Ieri sera ospite del programma di Lilli Gruber su La7 Otto e Mezzo anche una giornalista russa Nadana Fridrikhson. La discussione sulla guerra tra le due giornaliste ha provocato un’accesa discussione. La giornalista di La7 ha voluto invitare una giornalista russa per non creare il solito dibattito interno che si svolge da più di due mesi nei nostri talk show, ma dare spazio anche ad un punto di vista diverso e diretto.

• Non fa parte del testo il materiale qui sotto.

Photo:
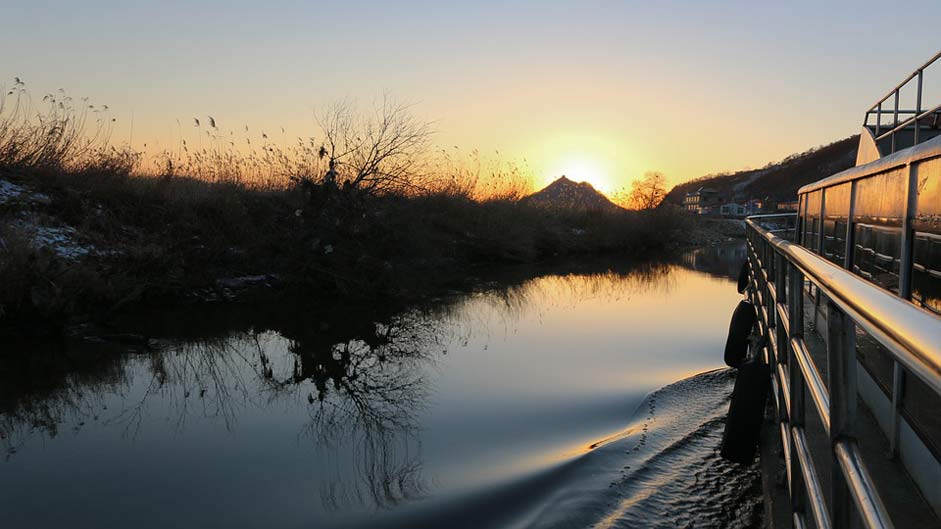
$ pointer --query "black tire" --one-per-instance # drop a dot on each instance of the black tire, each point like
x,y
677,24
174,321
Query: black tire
x,y
743,278
736,345
746,413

Ma ben presto la giornalista russa fa alzare i toni perché si fa portavoce della propaganda russa.La Russia non ha occupato il Donbass, ma ne ha riconosciuto l’indipendenza – ha detto – L’obiettivo russo era proteggere le persone che abitano questo territorio“. Una frase sentita più volte dal Cremlino, negando quello che in realtà è, ovvero un’aggressione

La giornalista russa parla anche di Mariupol, la città che più di tutte sta subendo l’assedio russo. “Ho visitato Mariupol e parlato con le persone che hanno deciso di rimanere nei propri appartamenti. Non dico che tutti abbiano alzato bandiera rossa, ma molti di loro sono stati testimoni dei crimini commessi dal gruppo Azov e dai militari delle forza armate ucraine, come quello della clinica n.3, dove c’erano tante donne che stavano per partorire e le forze armate hanno tolto il generatore di energia, dicendo che servisse per la guerra“.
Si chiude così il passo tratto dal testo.